神戸から船に乗って、中国に帰国する前に、京都の嵐山を訪ね、一遍の詩、「雨中嵐山」を残しています。1920年には、パリに留学もしているのです。1920年に、鄧穎超(江西省南寧の出身)と結婚し、「おしどり夫婦」と人が羨むような結婚生活を生涯共にしています。このお二人が出会ったのが天津で、そこに記念館が建てられており、この記念館には、「鄧穎超記念館」とも掲げられてありました。このお二人は、何人もの孤児を育て上げており、その中には、後に首相となる「李鵬」がいます。
中日国交正常化の共同声明ため、1972年9月、北京を訪れた田中角栄元総理と、周恩来氏とが一緒に撮った写真が残っています。実に温厚な周総理に比べ、土建屋の親方のようなぞんざいで脂ぎった顔をした田中総理とは対照的であったのを覚えています。この周総理を、『・・・周恩来氏は文人の家柄の養母に育てられ、幼い頃から穏やかな愛情に包まれて育ち、江浙文化の薫陶を受け、人となりや処世は温良で慎ましい儒家的色彩を帯びていた。』と言っていますから、忍耐強く長い間、中国の政治を任されてきたわけです。
前にもブログに書きましたが、この記念館を訪ねました時に、何組ものカップルがいたのです。結婚を誓い合った男女は、周、鄧夫妻の「おしどりぶり」にあやかろうとして、この記念館を訪ねてくるのだと言っていました。膀胱ガンを患っていた周総理は、1978年1月8日に亡くなられます。80年の生涯でした。亡くなった時に、預金は殆ど無く、持ち物もほんの僅かだったと言われています。実に清廉潔癖な人であったかがわかるのです。この中国にななくてはならなかった人材であったのです。
終戦の4日前、1945年8月11日に、ソ連軍が「不可侵条約」を破って、旧満州に進駐しました。

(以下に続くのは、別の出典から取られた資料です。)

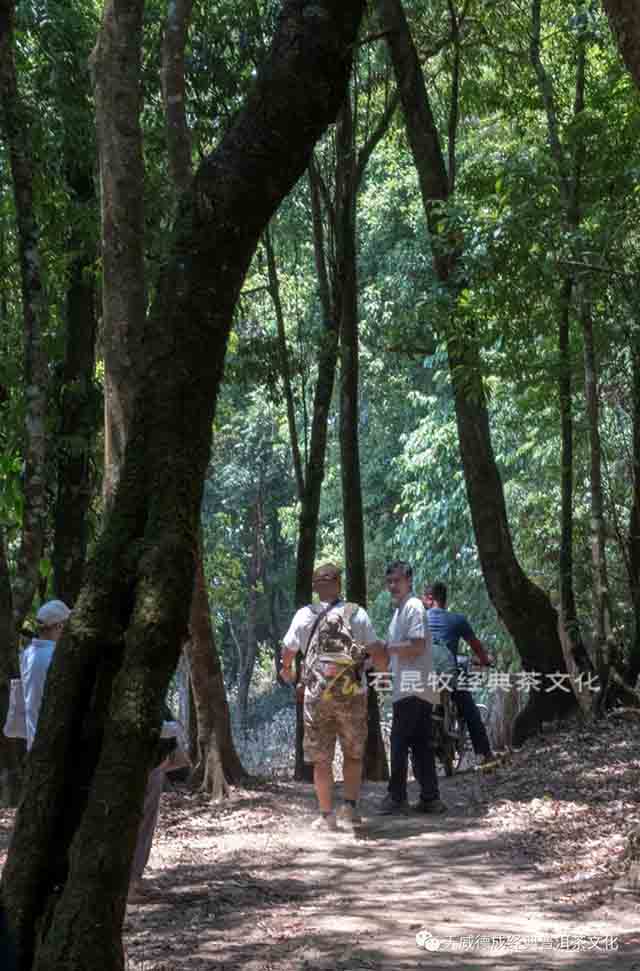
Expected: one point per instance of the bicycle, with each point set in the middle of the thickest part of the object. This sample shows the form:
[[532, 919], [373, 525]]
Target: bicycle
[[451, 741]]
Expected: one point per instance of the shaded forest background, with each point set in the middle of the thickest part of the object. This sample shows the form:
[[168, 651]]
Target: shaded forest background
[[432, 349]]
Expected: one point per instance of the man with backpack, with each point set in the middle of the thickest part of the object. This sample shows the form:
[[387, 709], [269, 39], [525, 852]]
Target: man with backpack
[[332, 637], [408, 654]]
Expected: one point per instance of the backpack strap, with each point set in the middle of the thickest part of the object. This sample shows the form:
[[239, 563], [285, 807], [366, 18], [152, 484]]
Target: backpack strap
[[316, 623], [348, 610]]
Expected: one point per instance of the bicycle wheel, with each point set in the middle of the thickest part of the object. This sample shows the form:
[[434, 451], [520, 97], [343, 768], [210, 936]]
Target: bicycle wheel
[[450, 735]]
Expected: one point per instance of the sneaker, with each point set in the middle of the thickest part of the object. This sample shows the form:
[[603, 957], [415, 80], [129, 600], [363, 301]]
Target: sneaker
[[326, 824], [489, 761], [350, 815], [391, 807], [434, 807]]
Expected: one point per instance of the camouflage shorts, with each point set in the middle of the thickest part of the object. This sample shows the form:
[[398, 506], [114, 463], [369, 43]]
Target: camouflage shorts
[[324, 719]]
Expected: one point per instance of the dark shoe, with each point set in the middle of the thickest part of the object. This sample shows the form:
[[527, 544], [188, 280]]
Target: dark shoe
[[325, 824], [489, 761], [434, 807], [390, 807], [350, 816]]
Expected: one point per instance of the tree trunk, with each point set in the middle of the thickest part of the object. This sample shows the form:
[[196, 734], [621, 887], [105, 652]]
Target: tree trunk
[[173, 92], [254, 577], [283, 363], [327, 362], [15, 128], [346, 300], [75, 830], [601, 596], [118, 92], [576, 658], [79, 404], [11, 750], [624, 17], [218, 764], [523, 607], [633, 667]]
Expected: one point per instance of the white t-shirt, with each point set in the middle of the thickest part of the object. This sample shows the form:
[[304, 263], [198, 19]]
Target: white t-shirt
[[34, 664], [297, 637], [410, 675]]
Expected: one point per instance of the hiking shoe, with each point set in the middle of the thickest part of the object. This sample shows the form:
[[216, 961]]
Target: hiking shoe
[[489, 761], [350, 815], [391, 807], [433, 807], [325, 824]]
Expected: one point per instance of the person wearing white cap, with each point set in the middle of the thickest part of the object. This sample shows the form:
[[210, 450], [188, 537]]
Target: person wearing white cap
[[36, 658]]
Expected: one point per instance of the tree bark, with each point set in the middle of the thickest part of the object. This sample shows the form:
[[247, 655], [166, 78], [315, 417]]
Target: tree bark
[[283, 363], [633, 667], [15, 127], [346, 302], [218, 764], [118, 92], [523, 607], [254, 576], [79, 407], [327, 362], [75, 830], [624, 17], [173, 92], [601, 596]]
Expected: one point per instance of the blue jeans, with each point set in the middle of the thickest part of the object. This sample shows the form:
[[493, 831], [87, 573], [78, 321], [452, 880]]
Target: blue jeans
[[411, 731], [471, 716]]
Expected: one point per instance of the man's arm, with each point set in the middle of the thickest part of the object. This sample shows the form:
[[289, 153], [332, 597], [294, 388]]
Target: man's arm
[[286, 671], [476, 646]]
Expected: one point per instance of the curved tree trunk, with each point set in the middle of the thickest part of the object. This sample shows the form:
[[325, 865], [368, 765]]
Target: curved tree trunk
[[75, 830]]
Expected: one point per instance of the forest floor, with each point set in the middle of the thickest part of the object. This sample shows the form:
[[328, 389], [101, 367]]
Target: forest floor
[[520, 874]]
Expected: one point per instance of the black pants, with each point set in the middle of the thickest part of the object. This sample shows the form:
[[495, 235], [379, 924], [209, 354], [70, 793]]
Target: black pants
[[411, 731], [469, 712]]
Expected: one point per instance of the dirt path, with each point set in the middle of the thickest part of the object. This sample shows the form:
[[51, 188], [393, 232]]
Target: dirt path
[[251, 886], [519, 875]]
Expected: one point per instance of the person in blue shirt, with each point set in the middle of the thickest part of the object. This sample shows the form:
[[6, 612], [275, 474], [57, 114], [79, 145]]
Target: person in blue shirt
[[447, 627]]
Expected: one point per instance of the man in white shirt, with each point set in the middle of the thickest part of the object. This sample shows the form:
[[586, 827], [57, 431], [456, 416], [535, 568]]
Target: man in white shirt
[[36, 658], [408, 652], [334, 704]]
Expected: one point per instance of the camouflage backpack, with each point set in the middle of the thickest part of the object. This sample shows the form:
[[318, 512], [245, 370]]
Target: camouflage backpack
[[333, 661]]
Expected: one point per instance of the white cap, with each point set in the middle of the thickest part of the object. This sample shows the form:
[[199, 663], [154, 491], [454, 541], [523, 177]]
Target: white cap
[[53, 612]]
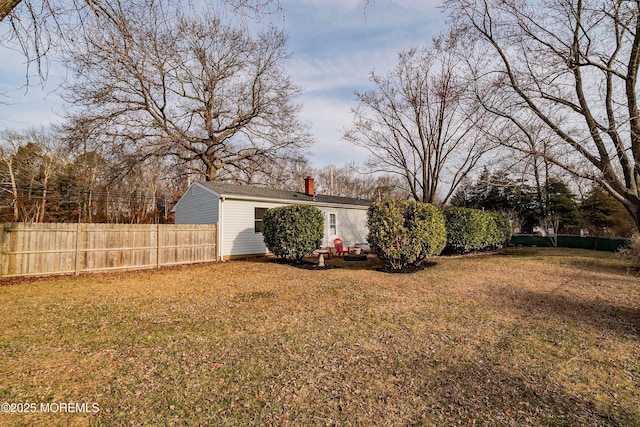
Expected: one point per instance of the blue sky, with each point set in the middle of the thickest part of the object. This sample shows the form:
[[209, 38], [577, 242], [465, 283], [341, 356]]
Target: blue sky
[[334, 43]]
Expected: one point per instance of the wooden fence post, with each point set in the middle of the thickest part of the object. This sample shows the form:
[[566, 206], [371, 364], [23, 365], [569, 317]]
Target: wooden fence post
[[3, 250], [158, 248], [77, 262]]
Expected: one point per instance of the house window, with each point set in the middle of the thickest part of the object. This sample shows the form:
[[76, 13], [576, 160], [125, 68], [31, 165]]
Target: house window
[[259, 214], [333, 229]]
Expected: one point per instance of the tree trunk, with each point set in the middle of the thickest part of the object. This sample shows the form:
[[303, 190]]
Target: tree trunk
[[6, 6]]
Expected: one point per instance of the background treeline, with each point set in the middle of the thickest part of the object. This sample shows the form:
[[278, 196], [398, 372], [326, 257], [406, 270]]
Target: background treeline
[[550, 204], [48, 176]]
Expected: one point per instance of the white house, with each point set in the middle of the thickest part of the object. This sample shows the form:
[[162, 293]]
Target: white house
[[238, 211]]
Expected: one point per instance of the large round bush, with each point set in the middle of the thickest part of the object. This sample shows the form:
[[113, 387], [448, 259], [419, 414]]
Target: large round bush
[[404, 233], [294, 231]]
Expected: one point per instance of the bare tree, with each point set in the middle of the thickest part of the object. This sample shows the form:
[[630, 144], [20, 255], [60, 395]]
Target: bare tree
[[417, 122], [158, 82], [29, 162], [39, 27], [350, 181], [572, 65]]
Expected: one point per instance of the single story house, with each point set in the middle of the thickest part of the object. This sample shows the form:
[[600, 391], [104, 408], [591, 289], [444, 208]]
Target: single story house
[[238, 211]]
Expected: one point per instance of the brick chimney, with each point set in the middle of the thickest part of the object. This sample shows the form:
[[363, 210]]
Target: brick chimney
[[308, 186]]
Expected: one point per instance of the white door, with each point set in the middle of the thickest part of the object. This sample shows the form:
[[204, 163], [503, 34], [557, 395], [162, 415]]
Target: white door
[[331, 226]]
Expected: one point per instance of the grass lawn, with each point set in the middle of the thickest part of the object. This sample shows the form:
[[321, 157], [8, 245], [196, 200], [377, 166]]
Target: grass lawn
[[529, 336]]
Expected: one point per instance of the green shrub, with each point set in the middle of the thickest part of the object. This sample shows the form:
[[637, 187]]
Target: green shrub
[[404, 233], [291, 232], [474, 230], [504, 228], [466, 229]]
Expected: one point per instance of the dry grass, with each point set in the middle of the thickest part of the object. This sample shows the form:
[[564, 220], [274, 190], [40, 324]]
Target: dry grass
[[531, 336]]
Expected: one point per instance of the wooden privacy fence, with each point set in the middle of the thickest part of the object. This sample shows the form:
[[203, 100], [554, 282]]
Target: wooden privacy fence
[[41, 249]]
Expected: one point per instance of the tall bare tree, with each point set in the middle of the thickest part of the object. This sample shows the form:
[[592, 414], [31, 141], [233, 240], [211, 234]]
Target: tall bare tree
[[156, 81], [417, 122], [39, 27], [572, 65]]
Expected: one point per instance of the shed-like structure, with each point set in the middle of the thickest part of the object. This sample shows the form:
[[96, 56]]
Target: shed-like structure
[[238, 211]]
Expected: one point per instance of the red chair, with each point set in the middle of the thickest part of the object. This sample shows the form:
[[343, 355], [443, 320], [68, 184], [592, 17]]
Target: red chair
[[337, 243]]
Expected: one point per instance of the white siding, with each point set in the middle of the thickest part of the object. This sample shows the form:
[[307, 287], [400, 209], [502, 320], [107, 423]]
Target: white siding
[[197, 206], [238, 227]]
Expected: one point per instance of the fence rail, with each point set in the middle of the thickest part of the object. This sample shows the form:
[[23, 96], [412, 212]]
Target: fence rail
[[42, 249]]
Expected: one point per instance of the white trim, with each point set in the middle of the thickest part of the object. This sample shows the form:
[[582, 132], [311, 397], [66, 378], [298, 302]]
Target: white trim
[[296, 202]]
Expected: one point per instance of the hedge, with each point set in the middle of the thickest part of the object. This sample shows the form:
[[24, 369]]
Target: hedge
[[291, 232], [474, 230], [404, 233]]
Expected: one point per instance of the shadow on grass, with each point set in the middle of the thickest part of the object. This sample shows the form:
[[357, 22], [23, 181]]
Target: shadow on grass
[[597, 313], [485, 393]]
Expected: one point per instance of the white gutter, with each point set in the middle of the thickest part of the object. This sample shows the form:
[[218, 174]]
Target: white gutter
[[293, 201]]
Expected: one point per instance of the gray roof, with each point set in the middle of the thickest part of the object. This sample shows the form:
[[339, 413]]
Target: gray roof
[[270, 193]]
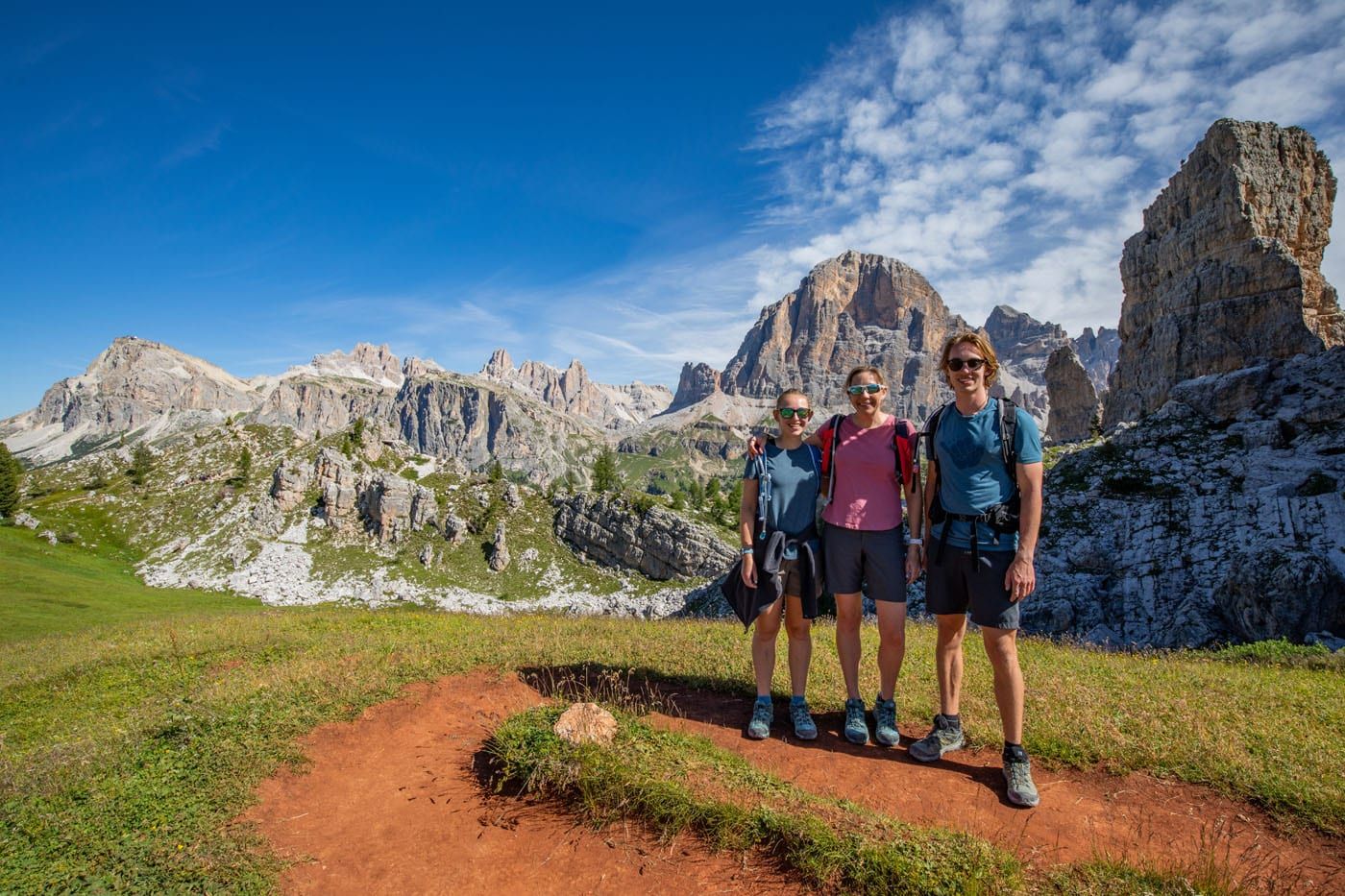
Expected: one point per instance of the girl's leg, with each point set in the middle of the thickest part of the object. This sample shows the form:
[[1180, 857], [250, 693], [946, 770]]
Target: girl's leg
[[764, 631], [799, 631]]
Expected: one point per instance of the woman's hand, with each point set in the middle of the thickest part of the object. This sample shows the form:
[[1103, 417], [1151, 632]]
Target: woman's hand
[[749, 570], [915, 563]]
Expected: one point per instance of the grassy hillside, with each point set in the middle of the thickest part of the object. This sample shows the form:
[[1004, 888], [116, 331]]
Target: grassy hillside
[[128, 748]]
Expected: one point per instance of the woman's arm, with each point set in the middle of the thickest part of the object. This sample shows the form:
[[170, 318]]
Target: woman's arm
[[746, 517]]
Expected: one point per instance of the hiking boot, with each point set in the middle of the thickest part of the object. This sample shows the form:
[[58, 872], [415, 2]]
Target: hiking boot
[[942, 739], [803, 725], [763, 714], [1021, 790], [856, 728], [885, 721]]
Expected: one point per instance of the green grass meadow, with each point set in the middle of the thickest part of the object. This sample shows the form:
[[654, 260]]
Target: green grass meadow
[[134, 722]]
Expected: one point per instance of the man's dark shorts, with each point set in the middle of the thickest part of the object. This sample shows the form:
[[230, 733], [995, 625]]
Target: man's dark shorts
[[957, 584], [854, 557]]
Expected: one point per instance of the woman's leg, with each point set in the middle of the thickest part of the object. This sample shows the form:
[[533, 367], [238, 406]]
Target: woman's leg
[[799, 631], [892, 644], [849, 615], [764, 631]]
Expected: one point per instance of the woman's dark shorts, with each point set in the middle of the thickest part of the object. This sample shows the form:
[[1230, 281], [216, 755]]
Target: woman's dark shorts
[[957, 584], [856, 557]]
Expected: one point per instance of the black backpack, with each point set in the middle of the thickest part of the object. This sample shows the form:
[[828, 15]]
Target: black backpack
[[1004, 517]]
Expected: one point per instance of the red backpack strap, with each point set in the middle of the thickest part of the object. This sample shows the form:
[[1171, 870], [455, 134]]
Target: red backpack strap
[[829, 435], [905, 437]]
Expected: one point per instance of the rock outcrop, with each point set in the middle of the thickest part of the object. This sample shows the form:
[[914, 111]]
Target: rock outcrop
[[500, 549], [658, 543], [1098, 354], [1217, 519], [575, 393], [288, 485], [1075, 410], [1227, 269], [698, 381], [851, 309]]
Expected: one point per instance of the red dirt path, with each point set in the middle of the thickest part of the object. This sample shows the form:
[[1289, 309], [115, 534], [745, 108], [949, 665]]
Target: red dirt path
[[393, 804]]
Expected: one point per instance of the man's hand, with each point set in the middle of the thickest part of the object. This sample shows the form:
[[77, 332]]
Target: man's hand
[[749, 570], [1021, 579]]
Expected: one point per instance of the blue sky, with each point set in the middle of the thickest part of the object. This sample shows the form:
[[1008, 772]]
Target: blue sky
[[624, 183]]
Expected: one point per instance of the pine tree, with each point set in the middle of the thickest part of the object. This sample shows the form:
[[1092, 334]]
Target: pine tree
[[11, 476], [141, 462], [605, 478]]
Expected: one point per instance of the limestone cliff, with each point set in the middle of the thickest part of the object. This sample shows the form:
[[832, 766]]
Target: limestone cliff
[[1075, 412], [656, 543], [1227, 269], [851, 309]]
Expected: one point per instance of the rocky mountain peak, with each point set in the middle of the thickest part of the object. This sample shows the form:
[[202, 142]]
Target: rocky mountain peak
[[376, 363], [500, 366], [856, 308], [1227, 269], [698, 382]]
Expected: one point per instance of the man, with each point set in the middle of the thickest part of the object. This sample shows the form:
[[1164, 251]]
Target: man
[[972, 557]]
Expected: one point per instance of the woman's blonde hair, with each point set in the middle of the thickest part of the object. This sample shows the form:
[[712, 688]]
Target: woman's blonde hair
[[978, 342], [877, 375]]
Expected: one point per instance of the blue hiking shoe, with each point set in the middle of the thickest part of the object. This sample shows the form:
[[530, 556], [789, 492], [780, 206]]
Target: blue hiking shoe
[[885, 721], [763, 714], [802, 717], [856, 728], [944, 738]]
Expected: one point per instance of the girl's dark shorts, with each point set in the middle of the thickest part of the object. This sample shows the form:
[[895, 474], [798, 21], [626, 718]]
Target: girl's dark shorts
[[957, 584], [856, 557]]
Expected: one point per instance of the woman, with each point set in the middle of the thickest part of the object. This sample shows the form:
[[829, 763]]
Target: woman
[[779, 545], [869, 462]]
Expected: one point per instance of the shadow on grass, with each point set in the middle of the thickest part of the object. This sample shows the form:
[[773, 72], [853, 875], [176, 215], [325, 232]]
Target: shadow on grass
[[722, 704]]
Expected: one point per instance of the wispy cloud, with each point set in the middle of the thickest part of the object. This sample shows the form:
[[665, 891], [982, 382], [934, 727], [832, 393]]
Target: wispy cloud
[[1008, 150], [195, 145]]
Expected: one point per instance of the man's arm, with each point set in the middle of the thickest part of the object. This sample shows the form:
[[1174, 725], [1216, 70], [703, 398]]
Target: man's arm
[[1021, 579]]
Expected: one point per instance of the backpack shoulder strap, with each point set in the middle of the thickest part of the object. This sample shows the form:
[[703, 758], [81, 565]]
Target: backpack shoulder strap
[[904, 443], [1008, 436]]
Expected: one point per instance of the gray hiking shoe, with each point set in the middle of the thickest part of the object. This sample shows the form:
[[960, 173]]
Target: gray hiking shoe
[[885, 721], [1021, 790], [856, 728], [942, 739], [802, 717], [763, 714]]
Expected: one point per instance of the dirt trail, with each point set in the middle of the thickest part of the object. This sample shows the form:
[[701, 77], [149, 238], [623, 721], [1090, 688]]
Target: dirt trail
[[1083, 815], [393, 802]]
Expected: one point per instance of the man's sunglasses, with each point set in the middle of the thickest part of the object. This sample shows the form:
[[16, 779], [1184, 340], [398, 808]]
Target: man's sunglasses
[[871, 388]]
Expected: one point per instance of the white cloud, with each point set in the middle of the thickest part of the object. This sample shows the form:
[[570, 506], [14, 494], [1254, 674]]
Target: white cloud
[[1008, 151]]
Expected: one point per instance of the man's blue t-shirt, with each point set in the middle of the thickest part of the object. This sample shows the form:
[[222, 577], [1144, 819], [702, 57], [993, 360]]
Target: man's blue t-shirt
[[972, 473], [795, 476]]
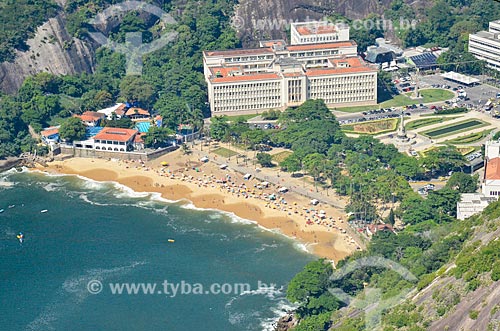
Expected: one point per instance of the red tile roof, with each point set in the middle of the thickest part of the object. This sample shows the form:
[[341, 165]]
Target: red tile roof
[[120, 110], [492, 169], [136, 111], [242, 51], [115, 134]]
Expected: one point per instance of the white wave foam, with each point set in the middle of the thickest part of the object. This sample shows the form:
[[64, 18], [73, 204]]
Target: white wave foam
[[281, 309], [50, 187]]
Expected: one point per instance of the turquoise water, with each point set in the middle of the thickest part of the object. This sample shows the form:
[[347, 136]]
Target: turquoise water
[[104, 232]]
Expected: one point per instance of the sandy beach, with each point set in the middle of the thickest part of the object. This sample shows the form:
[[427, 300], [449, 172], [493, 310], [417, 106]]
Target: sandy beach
[[321, 227]]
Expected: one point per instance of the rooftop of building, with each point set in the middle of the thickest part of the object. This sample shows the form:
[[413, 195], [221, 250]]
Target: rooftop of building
[[245, 77], [487, 35], [312, 47], [268, 50], [47, 132], [271, 43], [136, 111], [492, 171], [240, 51], [115, 134], [90, 116], [313, 28]]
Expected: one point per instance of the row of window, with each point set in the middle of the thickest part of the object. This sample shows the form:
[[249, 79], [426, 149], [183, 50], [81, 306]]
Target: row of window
[[247, 86], [341, 87], [248, 101], [246, 107], [111, 149], [347, 100], [109, 142], [248, 58]]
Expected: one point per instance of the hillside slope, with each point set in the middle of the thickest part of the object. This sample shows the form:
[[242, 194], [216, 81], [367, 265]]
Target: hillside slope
[[52, 50]]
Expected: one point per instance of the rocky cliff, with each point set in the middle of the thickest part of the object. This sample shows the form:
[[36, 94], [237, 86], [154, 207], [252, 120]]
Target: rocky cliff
[[258, 20], [51, 50]]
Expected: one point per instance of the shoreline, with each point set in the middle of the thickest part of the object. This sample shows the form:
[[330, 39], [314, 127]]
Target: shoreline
[[321, 235]]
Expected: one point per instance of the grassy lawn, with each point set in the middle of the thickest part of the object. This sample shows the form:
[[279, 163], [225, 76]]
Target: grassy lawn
[[372, 127], [464, 150], [429, 95], [469, 139], [447, 130], [427, 121], [70, 102], [224, 152], [279, 157], [435, 95]]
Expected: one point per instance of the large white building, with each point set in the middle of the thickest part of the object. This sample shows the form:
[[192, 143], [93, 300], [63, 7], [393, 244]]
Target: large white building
[[474, 203], [485, 45], [276, 76], [317, 32]]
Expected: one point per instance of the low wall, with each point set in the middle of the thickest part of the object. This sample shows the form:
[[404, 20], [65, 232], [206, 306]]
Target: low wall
[[92, 153]]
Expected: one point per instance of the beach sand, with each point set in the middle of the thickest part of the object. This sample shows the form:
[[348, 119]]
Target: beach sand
[[323, 235]]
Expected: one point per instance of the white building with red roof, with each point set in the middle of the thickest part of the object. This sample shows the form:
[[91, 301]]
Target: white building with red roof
[[277, 76], [317, 32], [474, 203], [115, 139], [91, 118]]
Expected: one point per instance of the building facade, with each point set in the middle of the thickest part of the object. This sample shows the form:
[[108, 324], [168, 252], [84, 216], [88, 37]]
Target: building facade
[[485, 45], [276, 76], [474, 203], [317, 32]]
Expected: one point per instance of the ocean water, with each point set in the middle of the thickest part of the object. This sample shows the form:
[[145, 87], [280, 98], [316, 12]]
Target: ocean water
[[103, 232]]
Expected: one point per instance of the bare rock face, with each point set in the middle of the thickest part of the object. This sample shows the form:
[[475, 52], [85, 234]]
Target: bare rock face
[[51, 50], [260, 20]]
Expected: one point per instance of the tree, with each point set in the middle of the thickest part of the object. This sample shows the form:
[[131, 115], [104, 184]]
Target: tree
[[135, 88], [218, 127], [157, 137], [265, 159], [462, 182], [291, 163], [72, 129], [390, 218]]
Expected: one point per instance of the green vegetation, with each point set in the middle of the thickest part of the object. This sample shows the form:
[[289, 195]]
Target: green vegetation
[[454, 129], [265, 160], [172, 82], [434, 95], [429, 95], [72, 129], [158, 137], [447, 23], [224, 152], [372, 127], [427, 121], [469, 139], [20, 18], [448, 111], [281, 156]]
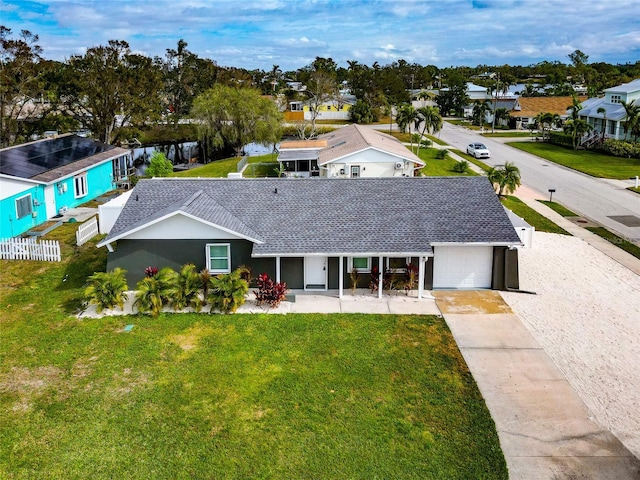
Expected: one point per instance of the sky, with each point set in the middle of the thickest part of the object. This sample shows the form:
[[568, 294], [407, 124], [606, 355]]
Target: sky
[[258, 34]]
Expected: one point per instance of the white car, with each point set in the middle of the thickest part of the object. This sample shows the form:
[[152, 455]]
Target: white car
[[478, 150]]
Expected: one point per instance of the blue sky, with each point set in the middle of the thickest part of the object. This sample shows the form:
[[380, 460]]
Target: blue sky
[[291, 33]]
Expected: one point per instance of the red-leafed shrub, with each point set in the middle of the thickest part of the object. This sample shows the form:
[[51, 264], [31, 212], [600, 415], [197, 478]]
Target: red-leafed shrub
[[269, 291]]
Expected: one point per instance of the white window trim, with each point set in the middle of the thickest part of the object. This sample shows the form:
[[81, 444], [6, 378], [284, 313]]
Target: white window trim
[[30, 206], [83, 184], [396, 270], [361, 270], [208, 257]]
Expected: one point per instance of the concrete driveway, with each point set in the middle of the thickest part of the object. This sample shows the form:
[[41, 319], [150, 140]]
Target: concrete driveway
[[545, 429]]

そこには、満州の奥地から多くの開拓民が避難してきていいました。その時、数千人もの人がソ連軍によって虐殺されたのです。当時、総理だった周恩来氏の指示によって、これらの犠牲者を弔うために中国方正県政府に指示し、「方正県日本人公墓」を作らせています。そして、ある時、この「日本人公墓」が破壊されそうになったのですが、周恩来氏は、『彼らも日本軍国主義の犠牲者であり、破壊してはいけない!』との指示したのです。地元住民の努力もあって、そのまま残されていると言われています。
我が国では、衆議院選挙が間近に迫り、また新しい総理大臣が選び出されるのですが、この周恩来氏のような政治指導者が立つことを切に願うのです。『嘘はいけない!』と周りの人に言い、それを自ら実践してきた周氏、「不倒翁」とも呼ばれたこの方のような指導者が出てこないと、若い人たちの心に、夢や幻や理想を与えることができないのではないかと思うからであります。